Montgomery Catholic middle school science teacher Karla Gier is used to teaching students how to be hands-on and resourceful with the various science lessons and projects she teaches. This year, she introduced a new elective class, Craft by Design, and many students are learning that working with their hands can be hard work, but the results are beautiful and rewarding.
The craft projects are seemingly simple—a drawstring bag, an origami mobile, a pillow with buttons, a friendship or paracord bracelet—but each project introduces a different challenge in fine motor skills, planning and design, and finishing touches. Sometimes the students pick the skills up easily, and sometimes the tasks can be time-consuming and difficult. But the main goal of the class is for the students to learn something different that is tactile and takes some skill and patience to accomplish.
When it comes to finding a teacher who is uniquely qualified to lead a class like this, Karla definitely fits the bill.
“I love working with my hands,” she said. “I enjoy knitting, woodworking, and beekeeping, and I love using power tools.

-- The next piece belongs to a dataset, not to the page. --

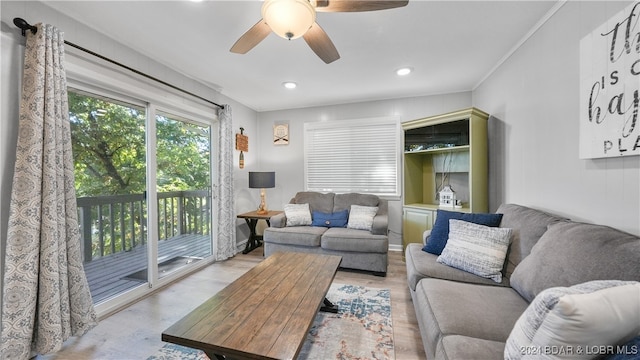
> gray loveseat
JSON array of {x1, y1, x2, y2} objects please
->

I have made all of the curtains in my house and many pieces of furniture.”
When coming up with the curriculum, Karla aimed to teach lessons that used a broad spectrum of skills.
“I wanted a creative endeavor with different materials,” she said. “With the needlework lesson, I wanted them to learn different techniques, so they learned different stitches, how to sew a button onto fabric, and how to design, decorate, stuff, and close a pillow. The idea for origami actually came from a student who told me that he wanted to learn it.”

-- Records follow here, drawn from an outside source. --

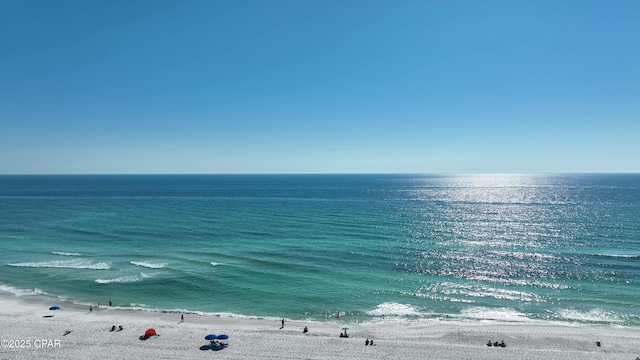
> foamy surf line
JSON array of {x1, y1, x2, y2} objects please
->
[
  {"x1": 94, "y1": 273, "x2": 156, "y2": 284},
  {"x1": 0, "y1": 294, "x2": 640, "y2": 360},
  {"x1": 7, "y1": 259, "x2": 111, "y2": 270},
  {"x1": 51, "y1": 251, "x2": 82, "y2": 256},
  {"x1": 129, "y1": 261, "x2": 168, "y2": 269}
]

To assist in some of her lessons, Karla enlists the help of people who are advanced in their crafts, such as a faculty member with Japanese heritage to help with origami, and the ladies from the Dorcas Society at St. Bede, a group who knits and crochets projects for various charities in the area, to help with crochet.

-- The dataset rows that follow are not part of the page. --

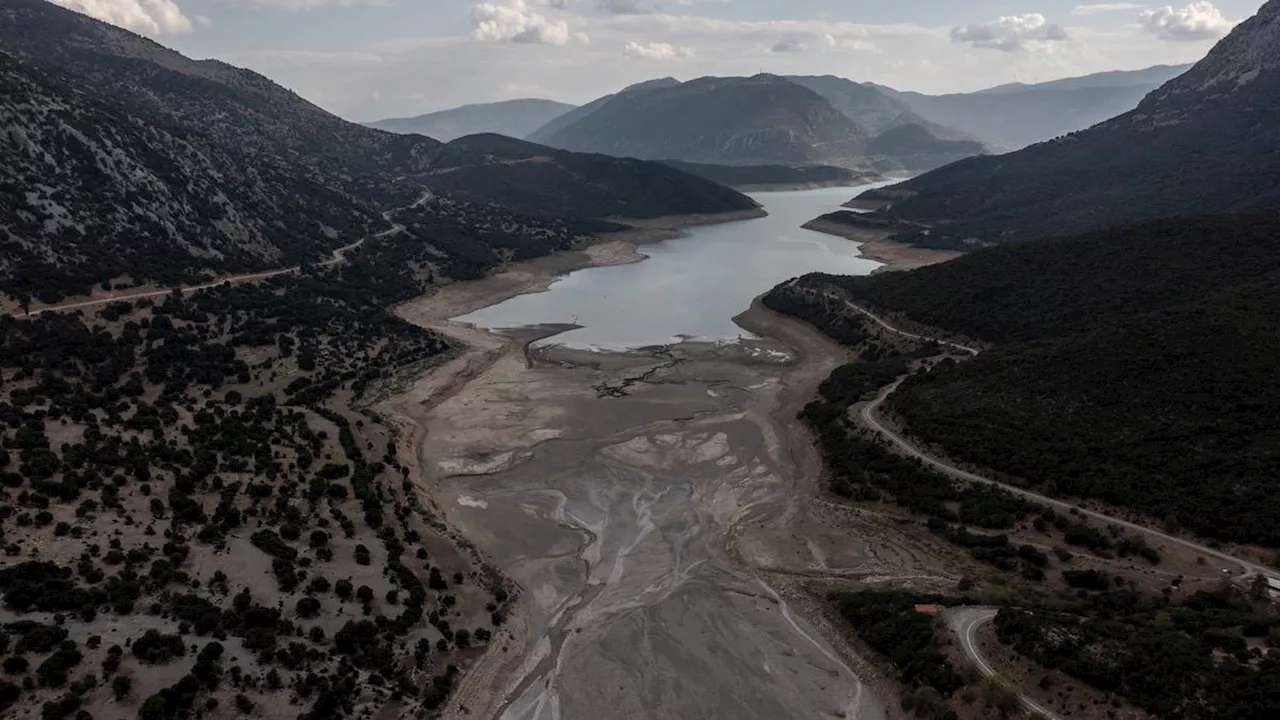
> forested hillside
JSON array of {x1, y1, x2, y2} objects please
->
[
  {"x1": 773, "y1": 214, "x2": 1280, "y2": 546},
  {"x1": 0, "y1": 0, "x2": 755, "y2": 302}
]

“Some of these crafts just take patience and a steady hand,” said Frances Harbin, who helped to teach the origami lesson. “I think that anyone can learn to fold paper, but the bigger lesson is in overcoming the initial frustration that can come with learning a new skill.”
And while crochet can be difficult to master, the Dorcas Society ladies and the students both were determined to figure out the art of deftly interlocking each strand of yarn. The first day of the project produced varied results.
“Most of the students got a single crochet, and that’s half the battle,” said Joan Treadaway, a volunteer with the Dorcas Society. “It just takes practice and getting used to feeling a needle and yarn in their hands.”
At the end of each quarter, the classes will have completed several projects that they can display, wear, or use. The students seem to enjoy the class, despite the challenging nature of each project.
“It’s really hard, and you have to be really precise,” said 7th grade student Sophia Lopez about the origami project. 8th grader John Scott Jackson agreed, but with a caveat.
“It’s hard at first, but once you figure it out, it becomes really easy and it’s interesting.”
After completing each project, the students feel a sense of accomplishment, in spite of the initial difficulty. Sophia affirmed that completing tasks and having a tangible product at the end is rewarding. “It feels really good because I achieved something,” she said.